Associations are created to fulfill training, resource, networking, and event gaps for industry professionals who want to connect with like-minded experts and continue their education in that respective field. But behind the scenes, associations can face budgetary limitations that can negatively influence requests for staffing, resources, and innovative updates to work products, like paper-quality improvements or website redesigns. It isn’t uncommon for association staff to wear many hats and handle multiple responsibilities.
Our association magazine was an intimately small, but incredibly talented, in-house staff of editors and designers. My direct reporting line was our editor-in-chief, and I was his sole editor. Our brilliant art director handled the design of our magazine, but also managed all collateral for other association initiatives. I also worked on a plethora of non-magazine projects within our association’s marketing department.

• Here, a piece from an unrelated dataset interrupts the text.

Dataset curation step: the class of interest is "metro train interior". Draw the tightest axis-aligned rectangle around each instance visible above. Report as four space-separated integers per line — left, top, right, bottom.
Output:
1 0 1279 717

Our tiny but mighty team was regularly forced to consider how we could effectively produce original and compelling content while thinking outside the box. Every year our customers consistently rated our 76-page bimonthly publication the number one benefit of membership. So, how did we do it with staffing, budget, and time constraints?
I learned that we could make up for limitations by tapping into the talent of the very members that comprised the industry. For the most part, subject-matter experts contributed the copy that became our articles. The substantive editing that followed was often laborious and tedious—these contributors aren’t necessarily professional writers, after all. However, association magazines by and large can’t exist without expert-driven content. Subject-matter experts share their expertise while editors work magic to help their concepts flourish on the page.
Where we couldn’t find the content, my editor and I threw on our writing caps and shifted into author mode. We wrote the Q&As, narrative profiles, news items, and even the occasional deep dive. And when we were spread too thin, we usually could make a compelling case to management to hire freelance writers and editors. Often, our freelance writers were association members who also had a knack for writing and a desire to be more widely seen—a win-win!
When we didn’t have the time to fact-check, we would ask the authors to provide their sources—and to source them properly. Though we could easily research these seemingly simple ideas ourselves, it became too time-intensive to do so when we were staring down the barrel of features, columns, departments, and deadlines.
Associations can face budgetary limitations that can negatively influence requests for staffing, resources, and innovative updates to work products. Our tiny but mighty team was regularly forced to consider how we could effectively produce original and compelling content while thinking outside the box.
Our art director used local photographers and aspiring illustrators when our budget got tight. Every five years we asked printers for bids to make sure the one we worked with was offering competitive pricing, and then we insisted that our printer front the cost of travel and lodging for press checks. We co-mailed our magazine with other publications to save on cost, and we highlighted association initiatives in print when we were short on technical copy.
It took constant creativity to stay ahead of the game, and when the issue finally went to print, we’d sigh with satisfaction and start again. It was never easy, but it was always rewarding when the advance copies would hit my desk or when we’d receive a member email congratulating us on another issue well done.